Glasgow Life runs libraries, community centres and sports facilities on behalf of Glasgow City Council, and during the pandemic lockdown in 2020/21, 101 out of 171 venues were closed for health & safety reasons. However, despite the lockdown ending, Glasgow Life made clear that in 2021/22 62 of the venues would remain closed because the “global pandemic of Covid-19 has forced significant changes to how Glasgow Life operates”.
Just four of the 62 venues are deemed unsuitable from a social distancing perspective, so the reason for their closure is not to do with health & safety restrictions. Instead, Glasgow Life – which is a wholly owned subsidiary of the council – is struggling financially. It lost a significant revenue stream (in a normal year worth £37.5 million in total) when the venues closed, and that money has not fully been made up with increased Glasgow City Council financial support, reducing Glasgow Life’s ability to finance all of its venues. Glasgow Life has claimed that “should more money become available, we would examine what further venues could be reopened”.
However, rather than searching for additional cash, the council and Glasgow Life are exploring offloading these venues permanently, through the People Make Glasgow Communities Scheme.
- The continued closure of Glasgow Life venues is a cost-cutting exercise by Glasgow City Council and is a choice, not a necessity.
- The majority of the closed venues are in areas among the 20% most deprived in Scotland. The council’s own equality impact assessment of the closures found that there is potential for “displacement” of vulnerable service users, and questioned whether the closures fell foul of the council’s human rights obligations.
- The potential offloading of the venues through the People Make Glasgow Communities scheme is part of a long-term land & property strategy to reduce the council’s assets to raise money for more “high quality” investments in commercialised assets like the SSE Hydro.

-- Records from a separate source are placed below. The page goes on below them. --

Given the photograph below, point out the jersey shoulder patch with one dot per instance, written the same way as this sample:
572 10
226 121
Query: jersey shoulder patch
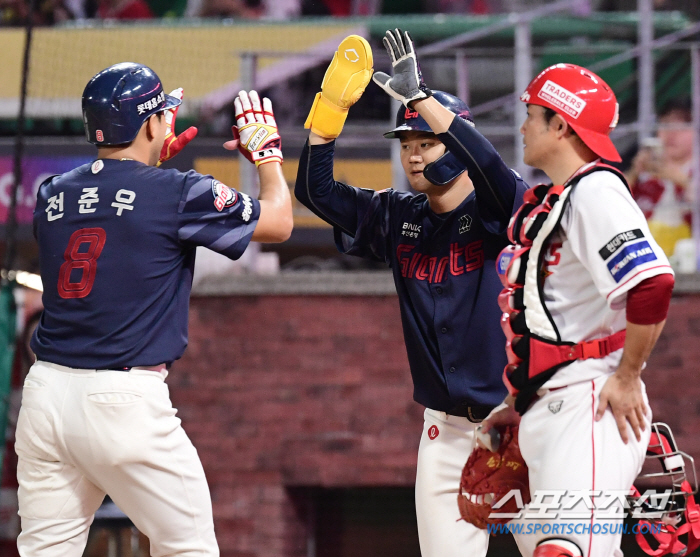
223 195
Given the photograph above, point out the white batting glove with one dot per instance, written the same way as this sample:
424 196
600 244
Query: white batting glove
256 129
407 83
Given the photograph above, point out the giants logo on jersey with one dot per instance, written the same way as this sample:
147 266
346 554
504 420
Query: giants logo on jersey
223 195
423 267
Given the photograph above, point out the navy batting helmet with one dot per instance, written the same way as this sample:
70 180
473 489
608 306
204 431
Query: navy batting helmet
409 120
118 100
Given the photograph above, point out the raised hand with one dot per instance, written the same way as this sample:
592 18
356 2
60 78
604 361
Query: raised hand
407 84
255 133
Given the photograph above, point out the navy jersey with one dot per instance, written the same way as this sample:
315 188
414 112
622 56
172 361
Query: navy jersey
443 264
117 246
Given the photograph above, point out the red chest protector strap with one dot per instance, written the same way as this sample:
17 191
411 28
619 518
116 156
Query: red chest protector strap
533 359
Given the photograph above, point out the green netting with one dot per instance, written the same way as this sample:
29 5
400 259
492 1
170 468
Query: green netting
8 314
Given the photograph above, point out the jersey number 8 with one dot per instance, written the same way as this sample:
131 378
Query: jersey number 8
85 261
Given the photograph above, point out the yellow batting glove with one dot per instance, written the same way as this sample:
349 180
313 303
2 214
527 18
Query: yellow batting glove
343 85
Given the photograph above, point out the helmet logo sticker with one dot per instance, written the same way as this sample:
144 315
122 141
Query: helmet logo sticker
562 98
616 117
351 55
151 104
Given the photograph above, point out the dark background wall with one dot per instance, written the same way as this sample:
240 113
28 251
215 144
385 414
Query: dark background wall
301 409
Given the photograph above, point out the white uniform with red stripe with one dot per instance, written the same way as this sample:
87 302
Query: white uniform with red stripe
601 250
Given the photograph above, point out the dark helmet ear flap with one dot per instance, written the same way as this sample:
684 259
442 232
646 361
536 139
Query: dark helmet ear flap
443 170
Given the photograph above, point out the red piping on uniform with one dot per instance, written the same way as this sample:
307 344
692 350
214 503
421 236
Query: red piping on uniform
590 541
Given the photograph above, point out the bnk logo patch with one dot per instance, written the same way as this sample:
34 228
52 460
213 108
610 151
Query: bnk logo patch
562 98
223 195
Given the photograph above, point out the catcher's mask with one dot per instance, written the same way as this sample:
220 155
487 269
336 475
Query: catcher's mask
671 512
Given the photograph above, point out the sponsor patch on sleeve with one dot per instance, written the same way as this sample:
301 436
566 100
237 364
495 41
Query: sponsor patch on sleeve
629 257
223 195
619 240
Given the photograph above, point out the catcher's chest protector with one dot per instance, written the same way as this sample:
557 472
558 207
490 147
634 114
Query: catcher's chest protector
534 346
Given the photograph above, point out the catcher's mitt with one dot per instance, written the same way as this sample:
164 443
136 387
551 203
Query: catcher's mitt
489 476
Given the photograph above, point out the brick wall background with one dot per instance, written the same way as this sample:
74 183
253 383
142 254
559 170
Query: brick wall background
284 393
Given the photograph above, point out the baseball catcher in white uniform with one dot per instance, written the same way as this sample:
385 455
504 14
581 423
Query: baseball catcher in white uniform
586 297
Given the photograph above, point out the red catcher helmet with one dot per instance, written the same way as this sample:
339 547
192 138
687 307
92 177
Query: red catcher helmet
583 99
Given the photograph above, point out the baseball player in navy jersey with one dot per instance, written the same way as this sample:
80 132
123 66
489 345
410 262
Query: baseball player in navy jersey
441 244
117 243
587 293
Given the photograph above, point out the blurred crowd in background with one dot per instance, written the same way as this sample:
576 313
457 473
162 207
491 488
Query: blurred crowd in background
50 12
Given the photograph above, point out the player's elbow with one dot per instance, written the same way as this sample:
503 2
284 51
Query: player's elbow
284 228
274 226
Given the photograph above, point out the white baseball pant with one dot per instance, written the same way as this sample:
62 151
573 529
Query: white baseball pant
445 446
567 451
82 434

- Glasgow City Council is under significant financial pressure, partly due to an unfair funding settlement from the Scottish Government, as Glasgow receives the lowest per head funding of any local authority in Scotland.
- Potentially 700 full-time equivalent jobs could be lost due to the closures, with no guarantees that potential new owners – whether they be community groups or commercial operators – will keep staff on or indeed continue to run local services in the venues as before.
- There is an alternative to the council’s plan: it could commit to investing in its existing assets as part of an industrial strategy to create more public-sector jobs rooted in local communities. Such an alternative strategy should be part of an alternative vision for the city which rejects the logic of neoliberal austerity.